# Configuring Software RAID-1 (Mirroring)



## nabioullinr (Jun 4, 2010)

I am currently setting up a server which will have software RAID-1 (mirroring) over a 250GB SATA and ATAPI HDD. Problem is, I cannot find any suitable documentation on how to configure RAID during the installation process.

Any suggestions?
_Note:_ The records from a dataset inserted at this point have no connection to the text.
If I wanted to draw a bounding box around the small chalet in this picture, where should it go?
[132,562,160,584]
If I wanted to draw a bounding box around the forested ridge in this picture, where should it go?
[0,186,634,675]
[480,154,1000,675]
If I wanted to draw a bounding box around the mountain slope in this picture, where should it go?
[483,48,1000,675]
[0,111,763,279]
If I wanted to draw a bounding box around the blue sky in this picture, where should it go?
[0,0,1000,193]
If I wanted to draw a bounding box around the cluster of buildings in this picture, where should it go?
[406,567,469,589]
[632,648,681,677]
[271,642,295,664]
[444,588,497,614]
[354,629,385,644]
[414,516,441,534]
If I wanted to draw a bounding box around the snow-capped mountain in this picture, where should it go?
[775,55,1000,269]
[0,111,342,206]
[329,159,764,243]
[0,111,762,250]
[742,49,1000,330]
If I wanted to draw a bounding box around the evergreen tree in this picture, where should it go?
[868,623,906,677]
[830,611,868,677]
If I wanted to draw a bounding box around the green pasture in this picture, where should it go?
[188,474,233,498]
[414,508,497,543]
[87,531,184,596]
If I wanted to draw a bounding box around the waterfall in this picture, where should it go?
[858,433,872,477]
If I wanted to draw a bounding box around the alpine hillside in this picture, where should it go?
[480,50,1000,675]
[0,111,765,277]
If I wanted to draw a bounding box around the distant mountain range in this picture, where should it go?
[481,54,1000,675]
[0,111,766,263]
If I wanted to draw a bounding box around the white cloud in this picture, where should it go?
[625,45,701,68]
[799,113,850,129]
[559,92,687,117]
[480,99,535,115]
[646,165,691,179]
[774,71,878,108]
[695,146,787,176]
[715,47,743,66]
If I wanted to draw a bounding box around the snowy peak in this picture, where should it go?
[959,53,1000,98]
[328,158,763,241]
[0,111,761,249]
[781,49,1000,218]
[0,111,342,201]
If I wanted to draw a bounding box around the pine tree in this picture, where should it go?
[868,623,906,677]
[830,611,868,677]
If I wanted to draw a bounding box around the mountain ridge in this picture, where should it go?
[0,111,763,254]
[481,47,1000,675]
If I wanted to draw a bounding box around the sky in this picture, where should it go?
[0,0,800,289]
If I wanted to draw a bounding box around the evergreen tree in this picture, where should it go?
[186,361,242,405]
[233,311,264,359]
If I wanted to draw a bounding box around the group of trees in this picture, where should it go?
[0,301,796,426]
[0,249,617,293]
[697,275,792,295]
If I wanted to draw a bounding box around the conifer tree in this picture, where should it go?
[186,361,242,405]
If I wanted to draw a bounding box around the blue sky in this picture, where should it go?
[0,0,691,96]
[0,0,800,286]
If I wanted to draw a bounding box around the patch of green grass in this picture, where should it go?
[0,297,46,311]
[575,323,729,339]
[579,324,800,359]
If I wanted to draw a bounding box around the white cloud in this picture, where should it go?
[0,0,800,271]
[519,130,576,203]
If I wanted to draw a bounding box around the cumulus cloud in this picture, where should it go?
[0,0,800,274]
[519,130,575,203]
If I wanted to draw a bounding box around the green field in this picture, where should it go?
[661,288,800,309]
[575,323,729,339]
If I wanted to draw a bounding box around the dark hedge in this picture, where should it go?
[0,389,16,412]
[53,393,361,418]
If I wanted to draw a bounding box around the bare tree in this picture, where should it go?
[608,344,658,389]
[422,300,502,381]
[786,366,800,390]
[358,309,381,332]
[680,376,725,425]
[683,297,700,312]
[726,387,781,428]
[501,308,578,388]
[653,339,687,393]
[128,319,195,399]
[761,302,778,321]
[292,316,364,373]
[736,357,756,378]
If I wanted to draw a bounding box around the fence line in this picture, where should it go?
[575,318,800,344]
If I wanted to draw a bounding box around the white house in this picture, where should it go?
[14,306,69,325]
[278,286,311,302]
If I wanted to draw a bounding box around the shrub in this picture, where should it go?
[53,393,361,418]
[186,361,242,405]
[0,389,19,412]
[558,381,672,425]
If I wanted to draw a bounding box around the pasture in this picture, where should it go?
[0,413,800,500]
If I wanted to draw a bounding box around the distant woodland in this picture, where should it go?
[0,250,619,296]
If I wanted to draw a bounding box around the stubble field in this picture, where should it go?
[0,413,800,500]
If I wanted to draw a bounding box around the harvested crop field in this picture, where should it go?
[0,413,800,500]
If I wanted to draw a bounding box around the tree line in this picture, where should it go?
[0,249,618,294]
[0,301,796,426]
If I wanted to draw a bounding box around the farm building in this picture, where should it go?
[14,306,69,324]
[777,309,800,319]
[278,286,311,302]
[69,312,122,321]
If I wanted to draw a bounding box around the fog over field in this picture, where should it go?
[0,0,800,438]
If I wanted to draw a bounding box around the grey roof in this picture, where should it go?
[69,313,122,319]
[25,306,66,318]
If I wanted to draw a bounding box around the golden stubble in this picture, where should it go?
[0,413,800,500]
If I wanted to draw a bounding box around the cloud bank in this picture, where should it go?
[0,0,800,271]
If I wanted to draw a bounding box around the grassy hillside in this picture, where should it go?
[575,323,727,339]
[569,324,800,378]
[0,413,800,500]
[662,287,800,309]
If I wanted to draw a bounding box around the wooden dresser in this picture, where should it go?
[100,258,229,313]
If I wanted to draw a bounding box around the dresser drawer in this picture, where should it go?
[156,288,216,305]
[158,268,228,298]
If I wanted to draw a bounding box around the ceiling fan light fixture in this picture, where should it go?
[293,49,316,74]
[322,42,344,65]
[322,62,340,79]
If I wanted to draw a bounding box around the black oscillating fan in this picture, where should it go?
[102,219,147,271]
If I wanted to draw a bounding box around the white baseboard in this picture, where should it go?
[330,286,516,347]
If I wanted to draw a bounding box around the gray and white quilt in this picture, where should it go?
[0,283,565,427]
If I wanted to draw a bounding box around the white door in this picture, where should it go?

Thanks in advance.


----------



## jb_fvwm2 (Jun 5, 2010)

Google something like,
...
gm0 OR gmirror0 freebsd fdisk newfs 
...
Though more ways than gm0 exist to setup raid.
(Search the forums for "mirrored" ?)

/edit/
that search "mirrored" turns up THREE pages of results, 1/3 of
which appear to be worthwile reading for whatever you plan to
setup, (appearing to include details (per titles) to a 
worthwhile conclusion).  
/end edit/


----------



## phoenix (Jun 5, 2010)

Searching the forums brings up several links to this page.    Most of them posted by me.


----------



## ccaptainhastings3 (Jun 5, 2010)

I find this way works well I have used it quite a few times and it can be done during the install which is handy

http://onlamp.com/pub/a/bsd/2005/11/10/FreeBSD_Basics.html


----------



## User23 (Jun 8, 2010)

easiest way:

http://www.freebsd.org/doc/en_US.ISO8859-1/books/handbook/geom-mirror.html

dont know why people posting 3-5 year old howtos?!


----------